Amifostine for Injection is a sterile, crystalline substance suitable for parenteral use. It contains NLT 90.0% and NMT 110.0% of the labeled amount of amifostine (C₅H₁₅N₂O₃PS).

2 IDENTIFICATION

A. Spectroscopic Identification Tests 〈197〉, Infrared Spectroscopy: 197K

B. The retention time of the major peak of the Sample solution corresponds to that of the Standard solution, as obtained in the Assay.

3 ASSAY

3.1 Procedure

Buffer: 0.94 g/L of sodium 1-hexanesulfonate. Adjust with phosphoric acid to a pH of 3.0.

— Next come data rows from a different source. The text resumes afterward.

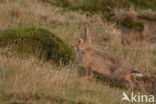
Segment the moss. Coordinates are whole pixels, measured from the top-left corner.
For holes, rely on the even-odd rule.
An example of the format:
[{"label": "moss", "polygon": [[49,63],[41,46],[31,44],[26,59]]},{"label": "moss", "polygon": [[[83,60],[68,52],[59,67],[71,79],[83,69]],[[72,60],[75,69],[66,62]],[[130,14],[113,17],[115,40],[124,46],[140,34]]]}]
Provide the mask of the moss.
[{"label": "moss", "polygon": [[56,63],[68,63],[73,59],[72,49],[53,33],[42,28],[7,29],[0,33],[0,46],[12,46],[19,53],[43,57]]}]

Mobile phase: Methanol and Buffer (7:18)

Standard solution: 3 mg/mL of USP Amifostine RS in water. [Note—Inject immediately after preparation, or refrigerate until use.]

Sample solution: 3 mg/mL of amifostine from Amifostine for Injection, in water. [Note—Inject immediately after preparation, or refrigerate until use.]

3.2 Chromatographic system

Mode: LC

Detector: UV 220 nm

Column: 4.6-mm × 25-cm; 5-μm packing L7

Autosampler temperature: 4°

Flow rate: 1.0 mL/min

Injection size: 10 μL

3.3 System suitability

Sample: Standard solution

3.4 Suitability requirements

Column efficiency: NLT 1000 theoretical plates

Tailing factor: NMT 2.0

Relative standard deviation: NMT 2.0%

3.5 Analysis

Samples: Standard solution and Sample solution

Calculate the percentage of C₅H₁₅N₂O₃PS in the portion of Amifostine for Injection taken:

Result = (r_u/r_s) × (C_s/C_u) × 100

r_u = peak responses from the Sample solution

r_s = peak responses from the Standard solution

C_s = concentration of USP Amifostine RS in the Standard solution (mg/mL)

C_u = nominal concentration of amifostine in the Sample solution (mg/mL)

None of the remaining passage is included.